The 10-year contracts will each offer a minimum of $2 million, with up to $3.4 billion available from the Inflation Reduction Act (IRA).
Free from Russia
In 2022, the United States acquired 40.5 million pounds of uranium (equivalent), of which almost half (48%) came from Russia or Russian-influenced countries including Kazakhstan and Uzbekistan, according to the U.S. Energy Information Administration (EIA).
Russia is also the world’s largest enricher, with about 46% of global capacity while supplying some 40% of global conversion services, according to a 2023 U.S. House of Representatives report.
The United States enriches only 30% of its fuel needs and imports over a fifth of its enriched uranium needs from Russia.
In August, a U.S. ban on Russian enriched uranium imports came into law, with provisions for waivers in case of supply issues, unlocking some $2.7 billion in government subsidies to support domestic nuclear fuel capacity.
A full ban, without exceptions, is due in 2028.
In recognition of the pending nuclear fuel crunch, Canada, Japan, France, the United Kingdom, and the United States (the so-called Sapporo 5) resolved during the COP28 conference in December 2023 to establish a resilient global uranium supply market free from Russian influence.
New fuel
Almost all of the advanced nuclear reactors under development in North America will require more highly enriched fuel, including HALEU, and will be highly reliant on domestic production.
For HALEU production, government support is key.
Without today’s reactors using the fuel, there are no existing task orders, and without that demand signal, companies are reluctant to start producing the fuel.
“Absent government funding, investors and lenders might not want to help finance HALEU production until there are firm customer orders, and it’s also hard for a utility to buy a reactor with no fuel supply,” says Centrus Vice President of Corporate Communications Dan Leistikow.
“The solution to that problem is that DOE is supporting the deployment of the first reactors as well as initial HALEU production capacity.
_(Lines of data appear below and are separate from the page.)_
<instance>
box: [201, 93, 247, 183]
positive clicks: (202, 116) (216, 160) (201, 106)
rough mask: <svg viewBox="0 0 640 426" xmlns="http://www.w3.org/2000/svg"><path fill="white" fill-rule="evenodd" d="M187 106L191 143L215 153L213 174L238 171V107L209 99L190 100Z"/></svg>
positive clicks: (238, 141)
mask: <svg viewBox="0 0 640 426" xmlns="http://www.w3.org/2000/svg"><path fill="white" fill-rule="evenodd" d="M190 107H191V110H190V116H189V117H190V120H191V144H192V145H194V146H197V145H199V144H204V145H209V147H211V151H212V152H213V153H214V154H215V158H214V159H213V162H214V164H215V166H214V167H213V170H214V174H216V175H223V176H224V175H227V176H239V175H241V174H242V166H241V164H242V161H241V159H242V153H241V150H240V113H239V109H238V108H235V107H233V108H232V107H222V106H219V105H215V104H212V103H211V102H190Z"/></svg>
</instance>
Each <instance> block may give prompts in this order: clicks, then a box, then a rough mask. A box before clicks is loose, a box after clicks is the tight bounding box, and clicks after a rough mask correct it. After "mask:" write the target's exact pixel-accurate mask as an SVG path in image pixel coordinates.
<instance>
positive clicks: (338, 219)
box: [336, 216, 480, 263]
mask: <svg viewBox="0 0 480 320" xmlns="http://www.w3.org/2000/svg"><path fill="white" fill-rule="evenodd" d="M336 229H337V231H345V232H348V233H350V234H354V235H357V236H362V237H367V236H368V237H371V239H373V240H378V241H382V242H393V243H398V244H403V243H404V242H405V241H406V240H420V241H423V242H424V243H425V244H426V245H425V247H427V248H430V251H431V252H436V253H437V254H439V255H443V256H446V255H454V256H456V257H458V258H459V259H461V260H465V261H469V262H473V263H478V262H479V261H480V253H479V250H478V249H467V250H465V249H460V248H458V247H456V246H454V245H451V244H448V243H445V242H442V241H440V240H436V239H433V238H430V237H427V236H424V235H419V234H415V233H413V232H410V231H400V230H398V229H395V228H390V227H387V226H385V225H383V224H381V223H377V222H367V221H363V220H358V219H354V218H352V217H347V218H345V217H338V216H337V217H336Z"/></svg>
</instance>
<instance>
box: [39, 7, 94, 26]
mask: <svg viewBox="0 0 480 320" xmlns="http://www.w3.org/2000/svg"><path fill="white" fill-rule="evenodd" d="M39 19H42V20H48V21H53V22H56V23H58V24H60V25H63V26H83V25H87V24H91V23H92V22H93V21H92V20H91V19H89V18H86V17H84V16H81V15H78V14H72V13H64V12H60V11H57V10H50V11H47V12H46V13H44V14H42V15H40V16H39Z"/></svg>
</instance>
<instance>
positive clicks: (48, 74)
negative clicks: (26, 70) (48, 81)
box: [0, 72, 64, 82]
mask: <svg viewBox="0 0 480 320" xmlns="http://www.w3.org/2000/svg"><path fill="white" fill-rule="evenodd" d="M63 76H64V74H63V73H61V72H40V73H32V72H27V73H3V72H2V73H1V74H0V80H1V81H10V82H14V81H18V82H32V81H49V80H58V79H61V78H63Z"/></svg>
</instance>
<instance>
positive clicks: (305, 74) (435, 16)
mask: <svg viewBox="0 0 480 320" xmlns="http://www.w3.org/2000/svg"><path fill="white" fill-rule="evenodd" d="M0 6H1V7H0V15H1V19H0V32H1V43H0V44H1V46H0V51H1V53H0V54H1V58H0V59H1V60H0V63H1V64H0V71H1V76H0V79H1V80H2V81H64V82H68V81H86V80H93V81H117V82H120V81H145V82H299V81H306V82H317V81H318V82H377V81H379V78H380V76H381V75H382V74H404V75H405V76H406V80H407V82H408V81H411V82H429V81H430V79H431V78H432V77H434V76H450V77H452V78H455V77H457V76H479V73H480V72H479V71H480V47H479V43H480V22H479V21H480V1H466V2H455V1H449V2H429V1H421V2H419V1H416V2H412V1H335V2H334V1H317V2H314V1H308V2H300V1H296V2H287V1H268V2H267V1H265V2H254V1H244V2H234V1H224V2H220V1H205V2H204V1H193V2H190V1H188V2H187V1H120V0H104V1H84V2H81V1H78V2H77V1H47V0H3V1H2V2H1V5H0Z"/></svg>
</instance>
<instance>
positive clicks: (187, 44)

You create the chicken and the egg at the same time, so it becomes self-sustaining.”
French enricher Orano, which provides 12% of global uranium enrichment capacity, has already begun the expansion of its French facility Georges Besse 2 to generate over 30% more enriched uranium by 2028 in an effort to meet pending demand and by-pass Russia.
In the United States, the federal contracts have been necessary to create a market and establish a secure supply chain, according to Orano’s Senior Director of Communications Curtis Roberts.
“The lack of sufficient enrichment services is the primary concern for meeting the needs of the U.S. nuclear energy market,” says Roberts.
“Since we have not yet received the task orders, we cannot comment on the level of funding that may be provided by the DOE. However, we believe that our ability to co-locate the two technologies—the enrichment and deconversion of HALEU—can save time for the DOE to achieve the first HALEU production.”